Given this position, clearly most people would pick the right ingredients to cook with: the best and brightest staff, the latest technology, perhaps a nice office in a cool part of London or New York. The finance orientated would want to find some funding that wasn’t too immediately tied to results. And cetainly, we’d want to be in a market that wasn’t too subject to regulation, and perhaps – at first at least – not too subject to competition.

There are some other important details of course: nice corner office for yourself, and lets not forget the company jet (hopefully that will come back into fashion sooner rather than later).

The real question  and the one which Antony and Ken Robinson are talking about is how you would manage your team to enable both operational efficiency and innovation.

I believe the natural inclination is still to go for a model with several heads-of things, reporting lines, lots of objective setting, reporting and all that.

Are Cisco crazy when they say they are running their business through social networks? Are Google crazy when Shona Brown says the way to proceed is ‘is to avoid creating too much structure.’

Well let’s go back to the question ‘If you were going to build a company tomorrow…’ and now you can assume that no member of staff will ever make a mistake or come into the office feeling a bit lazy, or stop acting in the best interests of the company.

The idea of the ‘heads-of’ starts to look not just a bit like overkill, but also like it will stiffle the innovation which could be the difference between long-term success and failure (even as it enables the operational efficiency that delivers short-term success).

I know what you’re thinking: that’s just not realistic; our ‘top down’ methods are tried and tested.

In this post Mary Poppendieck talks about how we got to our current ‘tried and tested’ methods. These are the ‘tried and tested’ methods of Enron, of Lehman, of RBS. These are the command and control structures that will document, but not resolve, the demise of the major record labels and many national newspapers. Not a single person will be to blame but those companies will go out of business nevertheless.

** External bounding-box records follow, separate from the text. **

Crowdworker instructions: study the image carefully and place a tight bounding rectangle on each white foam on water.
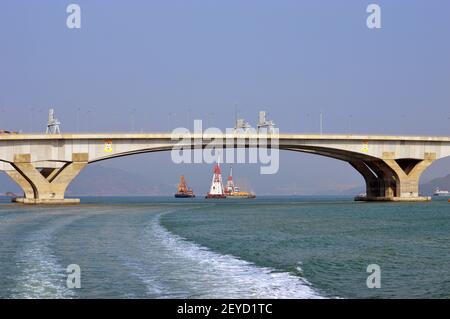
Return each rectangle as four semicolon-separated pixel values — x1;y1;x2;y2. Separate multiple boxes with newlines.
128;214;323;298
11;215;90;299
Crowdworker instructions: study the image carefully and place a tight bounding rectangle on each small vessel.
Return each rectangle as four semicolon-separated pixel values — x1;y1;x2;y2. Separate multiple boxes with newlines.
225;165;256;198
175;175;195;198
205;162;227;199
433;188;450;196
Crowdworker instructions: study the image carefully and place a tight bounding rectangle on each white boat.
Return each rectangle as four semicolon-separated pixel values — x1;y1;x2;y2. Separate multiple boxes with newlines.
433;188;450;196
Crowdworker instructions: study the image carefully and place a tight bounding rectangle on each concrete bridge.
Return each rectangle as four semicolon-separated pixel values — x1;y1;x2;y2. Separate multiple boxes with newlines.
0;133;450;204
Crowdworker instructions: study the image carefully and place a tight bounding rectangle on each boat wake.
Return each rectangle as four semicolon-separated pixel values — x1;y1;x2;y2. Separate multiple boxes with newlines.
126;214;323;298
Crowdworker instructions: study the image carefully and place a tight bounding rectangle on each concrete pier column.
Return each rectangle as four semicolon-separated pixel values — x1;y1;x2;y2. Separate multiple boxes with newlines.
383;153;436;201
7;153;88;204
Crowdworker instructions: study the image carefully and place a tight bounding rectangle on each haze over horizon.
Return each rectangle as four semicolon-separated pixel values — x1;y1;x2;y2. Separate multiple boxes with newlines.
0;0;450;194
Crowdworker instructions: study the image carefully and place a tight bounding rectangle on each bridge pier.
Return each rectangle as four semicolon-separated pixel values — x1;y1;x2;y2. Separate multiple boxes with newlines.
6;153;88;204
349;152;436;201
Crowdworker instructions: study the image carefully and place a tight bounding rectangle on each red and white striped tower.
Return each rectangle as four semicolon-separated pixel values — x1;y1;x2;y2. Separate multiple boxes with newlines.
225;165;235;194
206;162;227;198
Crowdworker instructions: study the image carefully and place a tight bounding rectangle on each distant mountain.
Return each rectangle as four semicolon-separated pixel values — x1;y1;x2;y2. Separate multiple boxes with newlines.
0;165;174;196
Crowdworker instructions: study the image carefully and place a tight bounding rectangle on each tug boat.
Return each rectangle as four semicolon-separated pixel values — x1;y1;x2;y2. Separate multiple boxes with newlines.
225;165;256;198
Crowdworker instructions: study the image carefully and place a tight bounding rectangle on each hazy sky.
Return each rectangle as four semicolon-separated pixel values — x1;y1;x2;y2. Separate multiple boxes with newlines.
0;0;450;193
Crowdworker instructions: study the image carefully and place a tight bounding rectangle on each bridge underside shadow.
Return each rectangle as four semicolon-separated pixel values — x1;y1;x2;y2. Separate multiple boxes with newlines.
286;147;436;201
0;144;436;204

We’ve seen these more loose and responsible methods already work in the most diverse of industries. In software manufacture (Agile) in product innovaton (3M) and in killing the US auto industry (Toyota).

What is the number one requirement to implement these more progressive, more responsive, more dynamic team structure? It’s not technology or infrastructure or even smart management teams. It’s the ability to have faith in (and to inspire conviction in) the whole team. It’s leadership by sharing responsibility, rather than leadership by detail.